Siempre quise llegar a este momento, durante muchos años sólo recibí la imposibilidad y el no se puede como única respuesta a mis deseos. Durante una vida entera busqué ser yo el hombre que estuviera bajo su techo, en su cama, sentado a su mesa, pero la vida me dejó ser nada más que el perro que ladra lejos en sus noches y, desde la distancia, veía con frustración su vida alegre y feliz con el chacarero, cosechador de hortalizas de pelo largo al viento como chalas de un choclo. De adolescentes ella me rechazó una y otra vez y nunca supe cómo ser un individuo atractivo que ella deseara y amara. Ante lo difícil de la realidad, consulté a brujas, adivinos, y todo tipo de personajes que desde la magia lograran dar vuelta ese destino que me era rebelde, pero ninguno me daba una solución de verdad y perdí dinero en eso. Sin embargo, mi venganza contra esta vida llegaría de la manera más inesperada, sin llegar a viejo caí muy enfermo de gravedad y entendí, en el último minuto antes de morir, de qué manera habría de vengarme. A mis deudos les ordené, con la mayor claridad que el hilo de mi voz moribunda podía emitir que, una vez fallecido, hicieran de mi cuerpo cenizas, pero, al contrario de la mayoría de la gente que pide se los tire al río, al mar, o los entierren al pie de un árbol o en una cancha de fútbol, yo solicité algo diferente. Pedí que, en la seguridad de la noche, en alguna oscuridad de puras estrellas sin luna, me concedieran sin que se entere el chacarero ser parte de la tierra de su huerta, ser el nutriente de sus calabazas, zanahorias, pepinos y todo tipo de hortalizas, con el único fin de que mi espíritu entero se incorpore a sus verduras.

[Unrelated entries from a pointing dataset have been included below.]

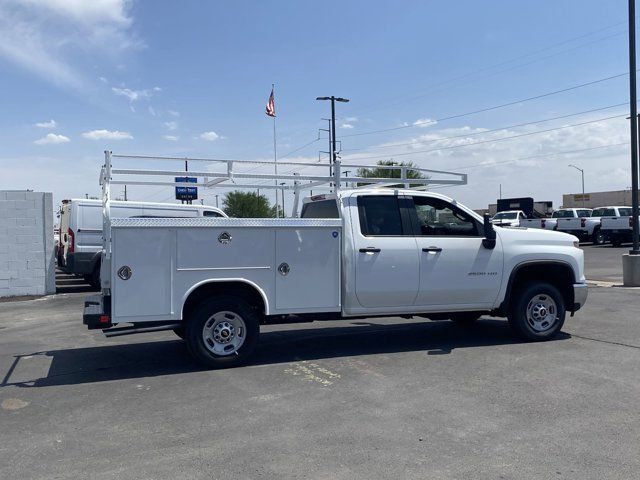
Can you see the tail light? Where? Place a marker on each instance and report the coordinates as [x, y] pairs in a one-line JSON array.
[[72, 241]]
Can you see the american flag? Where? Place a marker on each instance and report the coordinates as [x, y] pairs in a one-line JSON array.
[[271, 106]]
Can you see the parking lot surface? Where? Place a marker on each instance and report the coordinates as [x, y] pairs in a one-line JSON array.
[[376, 398]]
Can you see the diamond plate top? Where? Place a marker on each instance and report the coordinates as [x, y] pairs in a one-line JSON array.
[[226, 222]]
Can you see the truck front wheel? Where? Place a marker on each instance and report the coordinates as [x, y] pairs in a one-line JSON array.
[[222, 332], [537, 312]]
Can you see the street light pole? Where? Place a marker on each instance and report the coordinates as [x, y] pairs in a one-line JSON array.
[[631, 262], [334, 151], [582, 174]]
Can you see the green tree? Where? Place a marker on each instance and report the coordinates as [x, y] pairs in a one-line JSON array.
[[247, 205], [391, 173]]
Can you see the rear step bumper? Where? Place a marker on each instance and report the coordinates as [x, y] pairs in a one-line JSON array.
[[97, 312]]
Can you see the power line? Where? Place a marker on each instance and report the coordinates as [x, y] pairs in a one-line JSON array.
[[433, 87], [487, 131], [490, 141], [488, 109]]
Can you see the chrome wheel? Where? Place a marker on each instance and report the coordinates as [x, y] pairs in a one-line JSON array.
[[542, 313], [224, 333]]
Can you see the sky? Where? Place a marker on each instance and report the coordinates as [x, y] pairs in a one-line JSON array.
[[509, 93]]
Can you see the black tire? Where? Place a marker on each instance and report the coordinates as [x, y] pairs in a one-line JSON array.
[[180, 331], [616, 241], [525, 325], [465, 318], [203, 318], [598, 237]]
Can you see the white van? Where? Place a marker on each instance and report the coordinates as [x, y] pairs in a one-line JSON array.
[[81, 229]]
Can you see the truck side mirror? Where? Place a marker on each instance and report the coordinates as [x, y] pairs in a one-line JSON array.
[[489, 240]]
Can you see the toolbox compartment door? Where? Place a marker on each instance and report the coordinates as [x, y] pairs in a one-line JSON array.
[[310, 281], [149, 254]]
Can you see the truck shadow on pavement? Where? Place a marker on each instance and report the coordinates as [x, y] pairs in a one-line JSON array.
[[170, 357]]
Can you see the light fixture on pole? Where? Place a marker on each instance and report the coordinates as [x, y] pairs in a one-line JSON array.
[[334, 152], [581, 173]]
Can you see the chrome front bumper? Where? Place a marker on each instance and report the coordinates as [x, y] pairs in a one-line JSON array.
[[580, 293]]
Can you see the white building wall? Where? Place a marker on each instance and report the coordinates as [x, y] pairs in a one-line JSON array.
[[26, 243]]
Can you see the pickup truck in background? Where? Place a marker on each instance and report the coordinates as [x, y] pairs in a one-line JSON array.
[[354, 253], [510, 218], [618, 227], [549, 223], [574, 222]]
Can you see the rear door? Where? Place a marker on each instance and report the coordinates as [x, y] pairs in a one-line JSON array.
[[456, 270], [386, 254]]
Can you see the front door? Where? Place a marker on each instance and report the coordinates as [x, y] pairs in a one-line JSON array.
[[455, 269], [386, 254]]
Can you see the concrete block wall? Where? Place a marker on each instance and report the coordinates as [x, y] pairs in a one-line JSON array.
[[26, 243]]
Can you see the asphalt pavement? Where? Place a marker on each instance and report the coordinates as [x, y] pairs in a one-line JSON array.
[[376, 398]]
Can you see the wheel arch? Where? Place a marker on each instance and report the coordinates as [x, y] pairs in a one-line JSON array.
[[556, 272], [224, 286]]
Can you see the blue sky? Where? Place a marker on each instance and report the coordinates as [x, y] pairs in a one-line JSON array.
[[192, 79]]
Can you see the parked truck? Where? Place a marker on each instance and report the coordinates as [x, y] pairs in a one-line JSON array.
[[617, 227], [354, 253]]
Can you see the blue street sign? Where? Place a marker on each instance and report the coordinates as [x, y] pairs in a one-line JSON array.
[[186, 193]]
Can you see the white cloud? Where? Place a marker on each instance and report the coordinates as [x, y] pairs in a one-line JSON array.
[[51, 37], [530, 165], [50, 124], [132, 95], [52, 139], [425, 122], [209, 136], [107, 135]]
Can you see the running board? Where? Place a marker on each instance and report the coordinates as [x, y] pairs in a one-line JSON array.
[[130, 330]]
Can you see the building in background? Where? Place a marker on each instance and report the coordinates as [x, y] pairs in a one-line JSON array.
[[26, 244], [597, 199]]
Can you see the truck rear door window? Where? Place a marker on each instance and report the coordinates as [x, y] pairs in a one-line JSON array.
[[320, 209], [211, 213], [379, 216]]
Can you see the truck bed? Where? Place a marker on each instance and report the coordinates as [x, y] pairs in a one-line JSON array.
[[170, 257]]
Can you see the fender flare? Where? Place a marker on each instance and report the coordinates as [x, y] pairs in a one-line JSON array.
[[195, 286]]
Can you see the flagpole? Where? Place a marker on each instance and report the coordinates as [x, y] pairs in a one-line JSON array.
[[275, 151]]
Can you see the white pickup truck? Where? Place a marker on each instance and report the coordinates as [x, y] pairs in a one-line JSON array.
[[355, 253], [617, 226]]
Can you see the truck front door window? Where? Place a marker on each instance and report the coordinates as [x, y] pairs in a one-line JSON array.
[[438, 218]]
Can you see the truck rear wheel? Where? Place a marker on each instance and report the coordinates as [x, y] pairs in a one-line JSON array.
[[537, 312], [222, 332]]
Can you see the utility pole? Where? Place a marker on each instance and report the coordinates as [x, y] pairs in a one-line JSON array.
[[334, 152], [631, 261], [581, 173]]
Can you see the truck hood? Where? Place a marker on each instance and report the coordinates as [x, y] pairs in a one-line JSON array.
[[534, 236]]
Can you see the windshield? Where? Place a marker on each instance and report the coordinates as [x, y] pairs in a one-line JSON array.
[[508, 215], [563, 214]]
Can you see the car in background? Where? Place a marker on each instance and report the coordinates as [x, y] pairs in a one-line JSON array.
[[509, 218]]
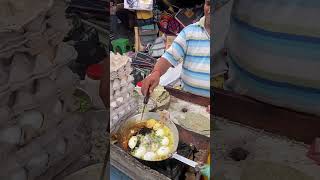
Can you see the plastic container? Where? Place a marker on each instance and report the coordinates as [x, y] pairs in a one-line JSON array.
[[92, 84]]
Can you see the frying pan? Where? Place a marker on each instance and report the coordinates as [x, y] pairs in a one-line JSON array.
[[124, 135]]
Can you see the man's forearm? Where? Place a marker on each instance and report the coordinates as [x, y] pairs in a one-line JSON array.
[[162, 66]]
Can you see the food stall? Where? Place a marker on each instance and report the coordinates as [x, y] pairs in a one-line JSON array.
[[251, 136], [187, 114]]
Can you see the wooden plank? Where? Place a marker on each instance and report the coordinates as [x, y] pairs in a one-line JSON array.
[[295, 125]]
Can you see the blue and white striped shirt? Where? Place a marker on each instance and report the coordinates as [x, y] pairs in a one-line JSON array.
[[192, 48]]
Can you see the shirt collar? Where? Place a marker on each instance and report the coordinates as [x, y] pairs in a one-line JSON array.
[[201, 22]]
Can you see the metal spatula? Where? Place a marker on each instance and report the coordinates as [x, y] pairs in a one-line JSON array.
[[145, 102]]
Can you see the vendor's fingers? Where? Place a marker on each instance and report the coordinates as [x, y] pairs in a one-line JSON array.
[[145, 86], [153, 85]]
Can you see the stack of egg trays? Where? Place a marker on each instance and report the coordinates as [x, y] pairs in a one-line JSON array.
[[40, 96], [121, 94], [57, 145]]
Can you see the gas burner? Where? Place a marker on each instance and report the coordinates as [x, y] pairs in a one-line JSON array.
[[172, 168]]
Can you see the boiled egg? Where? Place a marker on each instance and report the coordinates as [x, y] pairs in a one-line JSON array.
[[156, 126], [140, 152], [150, 156], [165, 141], [160, 132], [154, 146], [151, 123], [163, 151], [133, 142]]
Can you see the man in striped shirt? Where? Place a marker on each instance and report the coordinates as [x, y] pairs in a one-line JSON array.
[[192, 48]]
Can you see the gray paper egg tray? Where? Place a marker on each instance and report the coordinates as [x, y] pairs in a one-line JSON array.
[[38, 71]]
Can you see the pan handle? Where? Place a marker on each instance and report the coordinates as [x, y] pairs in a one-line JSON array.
[[185, 160]]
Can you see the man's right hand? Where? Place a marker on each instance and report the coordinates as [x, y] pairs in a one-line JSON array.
[[150, 82]]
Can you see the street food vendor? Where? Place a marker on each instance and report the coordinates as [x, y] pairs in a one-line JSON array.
[[192, 48]]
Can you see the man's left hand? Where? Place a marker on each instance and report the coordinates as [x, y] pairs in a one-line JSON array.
[[208, 109]]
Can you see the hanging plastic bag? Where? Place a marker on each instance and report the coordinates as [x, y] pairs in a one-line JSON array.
[[139, 4]]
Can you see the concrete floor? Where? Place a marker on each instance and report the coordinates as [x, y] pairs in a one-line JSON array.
[[261, 145]]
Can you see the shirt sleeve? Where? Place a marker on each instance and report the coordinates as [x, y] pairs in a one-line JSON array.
[[177, 51]]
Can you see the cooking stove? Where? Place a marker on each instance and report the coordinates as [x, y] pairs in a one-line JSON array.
[[173, 168], [193, 146]]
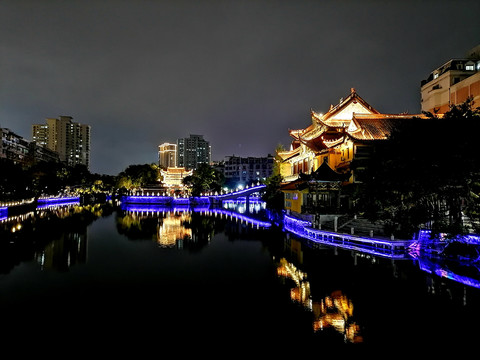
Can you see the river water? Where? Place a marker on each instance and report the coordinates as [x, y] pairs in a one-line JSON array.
[[105, 279]]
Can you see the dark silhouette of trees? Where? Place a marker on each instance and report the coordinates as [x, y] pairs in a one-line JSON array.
[[426, 173], [137, 176]]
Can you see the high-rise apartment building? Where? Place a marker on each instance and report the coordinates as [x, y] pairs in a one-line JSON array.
[[21, 151], [167, 155], [452, 83], [69, 139], [193, 151]]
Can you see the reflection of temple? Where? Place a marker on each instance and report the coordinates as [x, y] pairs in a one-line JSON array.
[[172, 229], [334, 311]]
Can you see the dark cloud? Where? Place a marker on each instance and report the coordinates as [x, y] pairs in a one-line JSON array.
[[241, 73]]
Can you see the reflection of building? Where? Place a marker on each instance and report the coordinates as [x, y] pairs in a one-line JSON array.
[[193, 151], [452, 83], [173, 176], [69, 139], [334, 311], [172, 229], [167, 155]]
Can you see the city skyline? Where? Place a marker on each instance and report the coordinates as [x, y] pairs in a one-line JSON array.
[[239, 73]]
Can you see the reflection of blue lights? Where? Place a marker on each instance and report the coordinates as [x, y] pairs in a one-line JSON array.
[[439, 270], [166, 200], [3, 213], [247, 219], [148, 199], [241, 192]]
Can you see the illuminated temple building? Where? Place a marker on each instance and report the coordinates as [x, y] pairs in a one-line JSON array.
[[319, 160]]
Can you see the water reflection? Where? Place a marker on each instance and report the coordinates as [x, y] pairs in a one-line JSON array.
[[334, 311], [54, 235]]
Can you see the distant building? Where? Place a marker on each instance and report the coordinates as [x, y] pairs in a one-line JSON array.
[[21, 151], [247, 170], [173, 176], [69, 139], [452, 83], [14, 147], [193, 151], [167, 155]]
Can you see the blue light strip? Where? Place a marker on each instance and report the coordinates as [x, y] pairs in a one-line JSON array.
[[58, 200], [161, 208], [397, 249], [3, 213], [57, 203], [253, 189]]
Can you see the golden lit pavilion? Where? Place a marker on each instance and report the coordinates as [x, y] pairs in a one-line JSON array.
[[325, 149]]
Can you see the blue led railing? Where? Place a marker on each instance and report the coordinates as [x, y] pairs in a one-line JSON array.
[[374, 246], [58, 200], [3, 212], [156, 209]]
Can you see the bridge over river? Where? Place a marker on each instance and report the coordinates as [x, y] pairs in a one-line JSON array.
[[156, 198]]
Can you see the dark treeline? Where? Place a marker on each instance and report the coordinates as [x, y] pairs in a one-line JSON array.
[[48, 178], [426, 174]]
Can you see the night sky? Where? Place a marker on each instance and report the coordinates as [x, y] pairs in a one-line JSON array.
[[240, 73]]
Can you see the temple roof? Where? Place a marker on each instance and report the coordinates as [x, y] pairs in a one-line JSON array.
[[326, 173]]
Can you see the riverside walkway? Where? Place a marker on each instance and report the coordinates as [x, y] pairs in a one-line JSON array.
[[156, 198]]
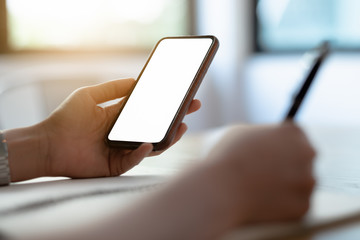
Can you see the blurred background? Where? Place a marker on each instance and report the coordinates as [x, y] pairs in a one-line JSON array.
[[50, 48]]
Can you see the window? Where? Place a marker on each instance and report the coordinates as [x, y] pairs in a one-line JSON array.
[[93, 24], [284, 25]]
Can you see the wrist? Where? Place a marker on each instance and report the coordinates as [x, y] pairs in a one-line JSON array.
[[27, 152]]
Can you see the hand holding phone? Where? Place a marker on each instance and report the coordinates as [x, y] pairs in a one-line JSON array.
[[163, 92]]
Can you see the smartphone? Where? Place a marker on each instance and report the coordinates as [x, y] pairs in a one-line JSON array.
[[162, 94]]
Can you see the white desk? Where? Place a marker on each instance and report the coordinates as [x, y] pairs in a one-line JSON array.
[[62, 204]]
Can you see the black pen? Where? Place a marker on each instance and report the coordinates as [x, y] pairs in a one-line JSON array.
[[319, 54]]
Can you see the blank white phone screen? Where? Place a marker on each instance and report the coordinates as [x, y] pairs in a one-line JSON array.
[[160, 90]]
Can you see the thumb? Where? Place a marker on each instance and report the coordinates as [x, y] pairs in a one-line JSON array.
[[133, 158], [113, 110]]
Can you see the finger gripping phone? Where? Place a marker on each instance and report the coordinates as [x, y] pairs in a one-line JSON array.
[[162, 94]]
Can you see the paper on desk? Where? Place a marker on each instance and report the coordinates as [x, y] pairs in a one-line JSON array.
[[327, 209]]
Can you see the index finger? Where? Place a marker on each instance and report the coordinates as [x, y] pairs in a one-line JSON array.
[[111, 90]]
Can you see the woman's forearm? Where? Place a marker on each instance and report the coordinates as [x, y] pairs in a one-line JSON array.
[[27, 150]]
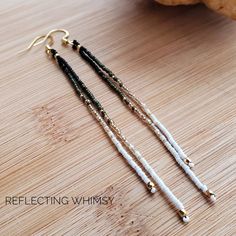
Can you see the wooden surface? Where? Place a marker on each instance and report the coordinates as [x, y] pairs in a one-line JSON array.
[[180, 61]]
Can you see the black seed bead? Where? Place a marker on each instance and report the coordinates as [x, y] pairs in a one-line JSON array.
[[53, 52], [108, 121], [75, 44]]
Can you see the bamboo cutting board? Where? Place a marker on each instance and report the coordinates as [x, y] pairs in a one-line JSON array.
[[181, 61]]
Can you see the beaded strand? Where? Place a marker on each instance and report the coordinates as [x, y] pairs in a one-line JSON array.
[[89, 100], [147, 117]]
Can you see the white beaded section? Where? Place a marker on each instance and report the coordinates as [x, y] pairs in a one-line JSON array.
[[172, 198], [120, 148], [163, 129], [186, 168], [186, 219]]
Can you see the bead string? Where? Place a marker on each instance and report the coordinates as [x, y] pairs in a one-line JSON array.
[[89, 100], [147, 116]]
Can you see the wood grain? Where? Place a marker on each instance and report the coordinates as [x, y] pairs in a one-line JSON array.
[[180, 61]]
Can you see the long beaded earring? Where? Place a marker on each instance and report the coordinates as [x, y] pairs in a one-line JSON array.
[[112, 130], [139, 109]]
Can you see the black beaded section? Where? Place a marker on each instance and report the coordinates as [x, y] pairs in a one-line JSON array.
[[85, 54], [75, 44], [75, 78], [53, 52], [99, 63]]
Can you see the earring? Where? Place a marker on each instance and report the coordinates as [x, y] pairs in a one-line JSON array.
[[141, 110], [111, 128]]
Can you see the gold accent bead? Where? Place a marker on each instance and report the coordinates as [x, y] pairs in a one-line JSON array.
[[183, 213], [150, 185]]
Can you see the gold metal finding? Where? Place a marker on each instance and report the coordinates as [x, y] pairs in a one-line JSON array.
[[65, 39], [35, 40], [150, 185]]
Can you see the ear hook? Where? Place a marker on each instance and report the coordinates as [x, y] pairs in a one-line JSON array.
[[34, 43], [64, 39]]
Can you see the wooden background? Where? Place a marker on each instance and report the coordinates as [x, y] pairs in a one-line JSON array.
[[181, 61]]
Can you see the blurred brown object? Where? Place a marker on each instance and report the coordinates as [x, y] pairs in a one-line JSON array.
[[225, 7]]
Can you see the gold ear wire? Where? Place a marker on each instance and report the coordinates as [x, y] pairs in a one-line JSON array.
[[34, 43], [65, 38]]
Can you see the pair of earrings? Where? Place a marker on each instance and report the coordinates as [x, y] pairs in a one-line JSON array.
[[130, 153]]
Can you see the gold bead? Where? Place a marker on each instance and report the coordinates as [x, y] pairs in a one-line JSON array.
[[183, 213], [150, 185]]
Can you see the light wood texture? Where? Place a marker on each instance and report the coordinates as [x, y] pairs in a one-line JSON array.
[[180, 61]]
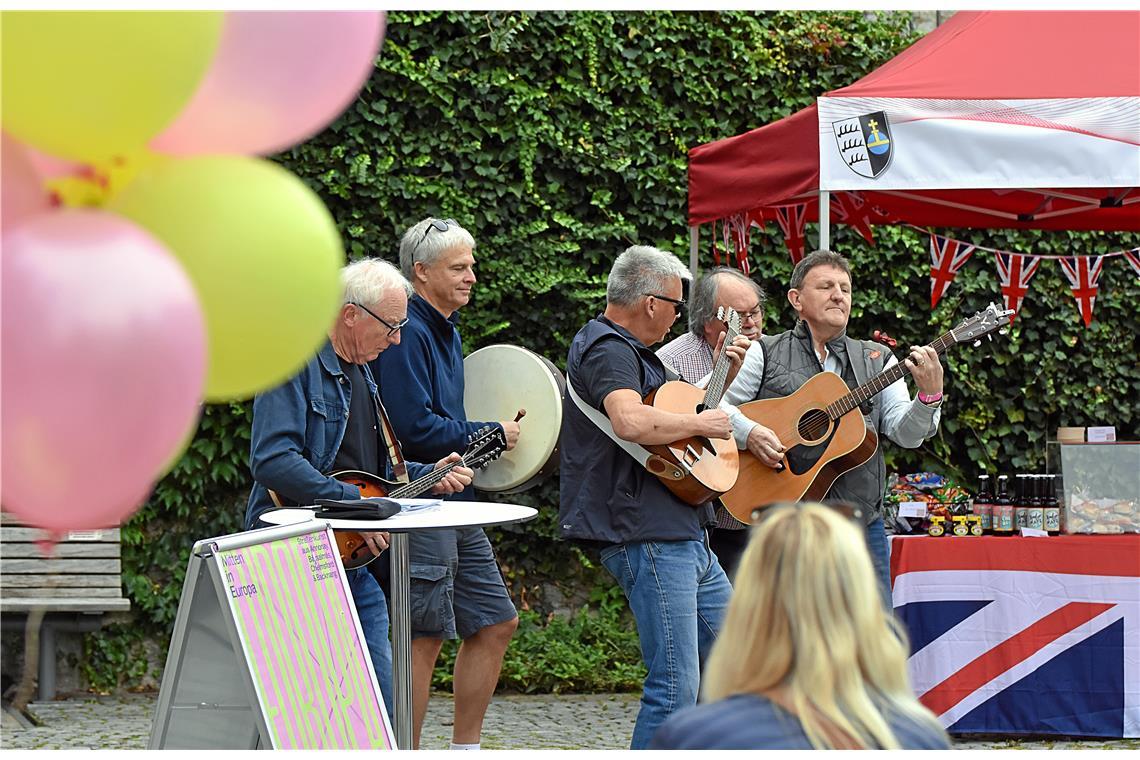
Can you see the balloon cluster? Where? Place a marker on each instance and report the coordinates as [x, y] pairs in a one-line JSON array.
[[149, 260]]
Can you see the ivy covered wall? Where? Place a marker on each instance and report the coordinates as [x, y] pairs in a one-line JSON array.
[[561, 138]]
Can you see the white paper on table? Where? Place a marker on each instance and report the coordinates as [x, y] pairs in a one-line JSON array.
[[409, 506], [912, 509], [1101, 434]]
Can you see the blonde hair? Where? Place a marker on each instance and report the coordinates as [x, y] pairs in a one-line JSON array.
[[806, 622]]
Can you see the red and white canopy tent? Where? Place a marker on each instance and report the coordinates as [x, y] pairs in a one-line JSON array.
[[1025, 120]]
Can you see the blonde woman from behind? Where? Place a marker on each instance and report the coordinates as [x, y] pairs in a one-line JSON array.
[[806, 658]]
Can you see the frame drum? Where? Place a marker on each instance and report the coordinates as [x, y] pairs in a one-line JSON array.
[[499, 381]]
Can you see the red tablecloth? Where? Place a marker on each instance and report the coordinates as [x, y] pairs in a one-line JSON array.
[[1024, 635]]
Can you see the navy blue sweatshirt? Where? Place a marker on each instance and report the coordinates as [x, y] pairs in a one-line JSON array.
[[421, 384]]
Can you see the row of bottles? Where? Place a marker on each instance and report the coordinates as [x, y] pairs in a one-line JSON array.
[[1032, 504]]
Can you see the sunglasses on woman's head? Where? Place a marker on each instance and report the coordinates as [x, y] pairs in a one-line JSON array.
[[844, 508]]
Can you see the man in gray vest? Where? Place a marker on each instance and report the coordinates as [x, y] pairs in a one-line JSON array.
[[779, 365], [691, 354]]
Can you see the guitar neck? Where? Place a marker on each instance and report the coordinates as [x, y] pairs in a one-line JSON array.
[[421, 484], [715, 390], [880, 382]]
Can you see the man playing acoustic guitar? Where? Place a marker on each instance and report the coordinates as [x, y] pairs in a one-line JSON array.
[[779, 365], [651, 541], [691, 354], [326, 418]]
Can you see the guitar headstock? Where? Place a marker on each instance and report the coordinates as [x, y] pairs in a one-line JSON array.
[[730, 317], [984, 323], [483, 447]]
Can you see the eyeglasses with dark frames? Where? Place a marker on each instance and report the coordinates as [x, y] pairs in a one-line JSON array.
[[677, 303], [754, 315], [392, 329]]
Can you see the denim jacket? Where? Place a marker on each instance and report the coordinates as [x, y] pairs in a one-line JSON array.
[[298, 428]]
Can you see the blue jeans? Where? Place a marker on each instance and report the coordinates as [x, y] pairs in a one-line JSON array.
[[678, 595], [372, 610], [880, 558]]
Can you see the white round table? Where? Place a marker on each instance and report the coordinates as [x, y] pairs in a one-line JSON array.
[[444, 515]]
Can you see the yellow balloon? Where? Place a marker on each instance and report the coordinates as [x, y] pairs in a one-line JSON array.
[[262, 252], [91, 84]]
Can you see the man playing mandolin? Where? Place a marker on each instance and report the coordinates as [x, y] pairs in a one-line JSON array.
[[457, 590], [779, 365], [651, 541], [327, 418]]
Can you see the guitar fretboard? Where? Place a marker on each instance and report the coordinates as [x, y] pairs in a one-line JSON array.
[[879, 383], [418, 485], [715, 390]]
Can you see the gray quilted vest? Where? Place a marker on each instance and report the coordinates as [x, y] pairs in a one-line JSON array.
[[789, 361]]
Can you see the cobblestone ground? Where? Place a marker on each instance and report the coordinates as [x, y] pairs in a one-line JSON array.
[[580, 721]]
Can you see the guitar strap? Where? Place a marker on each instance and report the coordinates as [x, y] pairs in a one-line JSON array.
[[395, 455], [641, 455]]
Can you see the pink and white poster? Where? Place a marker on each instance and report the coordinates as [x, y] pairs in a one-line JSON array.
[[301, 638]]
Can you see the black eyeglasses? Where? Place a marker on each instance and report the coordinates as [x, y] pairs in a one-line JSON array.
[[754, 315], [677, 303], [392, 329]]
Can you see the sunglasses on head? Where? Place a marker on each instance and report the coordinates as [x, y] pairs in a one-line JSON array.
[[440, 225], [845, 508], [677, 303]]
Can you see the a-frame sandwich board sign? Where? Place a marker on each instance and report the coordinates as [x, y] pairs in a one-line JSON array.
[[267, 650]]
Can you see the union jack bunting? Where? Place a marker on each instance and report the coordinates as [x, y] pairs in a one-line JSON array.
[[1082, 274], [852, 210], [1023, 635], [1015, 271], [737, 235], [716, 252], [792, 221], [946, 258], [1133, 258]]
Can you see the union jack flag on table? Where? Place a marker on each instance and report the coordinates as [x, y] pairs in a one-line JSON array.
[[1024, 635]]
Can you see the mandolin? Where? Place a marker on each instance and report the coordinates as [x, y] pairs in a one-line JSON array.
[[822, 439], [697, 468], [483, 446]]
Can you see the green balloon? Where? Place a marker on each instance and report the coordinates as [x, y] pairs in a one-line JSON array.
[[90, 86], [262, 252]]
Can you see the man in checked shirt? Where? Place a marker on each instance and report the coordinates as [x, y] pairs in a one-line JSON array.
[[691, 356]]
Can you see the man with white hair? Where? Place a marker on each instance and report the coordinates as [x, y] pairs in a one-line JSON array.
[[327, 418], [691, 354], [652, 542], [457, 589]]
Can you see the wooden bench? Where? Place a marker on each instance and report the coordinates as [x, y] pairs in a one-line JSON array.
[[74, 587]]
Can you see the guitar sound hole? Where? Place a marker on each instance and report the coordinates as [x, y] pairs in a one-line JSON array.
[[814, 425]]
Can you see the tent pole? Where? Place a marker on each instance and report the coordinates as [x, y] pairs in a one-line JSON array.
[[824, 220], [694, 238]]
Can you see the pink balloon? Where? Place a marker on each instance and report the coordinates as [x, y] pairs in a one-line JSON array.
[[103, 369], [22, 191], [278, 79]]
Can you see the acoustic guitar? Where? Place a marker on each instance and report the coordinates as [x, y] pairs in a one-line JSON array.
[[697, 468], [822, 439], [483, 446]]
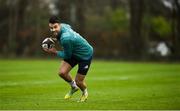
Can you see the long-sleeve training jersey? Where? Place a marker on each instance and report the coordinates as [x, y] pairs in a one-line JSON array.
[[73, 44]]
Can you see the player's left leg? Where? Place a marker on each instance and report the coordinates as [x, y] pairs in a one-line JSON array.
[[80, 81], [80, 78]]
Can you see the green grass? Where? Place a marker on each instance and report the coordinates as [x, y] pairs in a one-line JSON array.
[[34, 84]]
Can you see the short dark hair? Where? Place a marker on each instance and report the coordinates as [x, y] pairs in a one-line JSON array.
[[54, 19]]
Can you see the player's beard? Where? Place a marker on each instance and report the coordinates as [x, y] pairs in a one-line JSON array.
[[55, 33]]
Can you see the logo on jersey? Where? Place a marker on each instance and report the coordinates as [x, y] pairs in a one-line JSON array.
[[86, 67]]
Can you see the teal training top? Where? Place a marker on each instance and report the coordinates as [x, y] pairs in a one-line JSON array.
[[73, 44]]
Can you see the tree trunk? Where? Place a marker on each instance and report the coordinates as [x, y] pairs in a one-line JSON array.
[[137, 40], [80, 5]]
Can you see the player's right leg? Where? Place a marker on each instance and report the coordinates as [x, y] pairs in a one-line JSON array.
[[64, 73]]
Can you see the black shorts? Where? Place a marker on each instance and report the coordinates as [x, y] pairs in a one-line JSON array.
[[83, 65]]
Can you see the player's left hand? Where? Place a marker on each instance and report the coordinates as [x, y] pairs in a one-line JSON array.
[[51, 50]]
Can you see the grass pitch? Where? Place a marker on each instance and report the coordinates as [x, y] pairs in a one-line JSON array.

Mis deudos, extrañados, consintieron sin poner objeción. Cremado y guardado en una caja de madera, recibí las bendiciones y las lágrimas de una despedida y, con los días, el más silencioso de ellos, el más discreto y ágil, tomo a su cargo la tarea nocturna de hacerme parte de esa tierra.
Me vi así brillante de estrellas sobre la tierra, luego plateado de luna, hundiéndome, fundiéndome en esa huerta, sentí la cercanía de las raíces, el agua que me disolvía y cómo, paulatinamente, me fui volviendo el huerto entero.
Y aquí estoy, plato de hortalizas, servido en la mesa de la mujer que pretendí y del hombre que odié, de los que me rechazaron e hicieron infeliz, con el doble propósito de, por fin sentir la boca de quien amé en vida, que me muerda, me mastique, que su lengua me saboree y, a la vez, incorporarme al hombre que ella ama, ser su sangre, sus músculos, la proteína que alimenta la sinapsis de sus pensamientos, y así, a través de él, poder amarla con todo mi espíritu, en cuerpo tomado, disfrutando de llenarla a ella de mi más sabrosa venganza.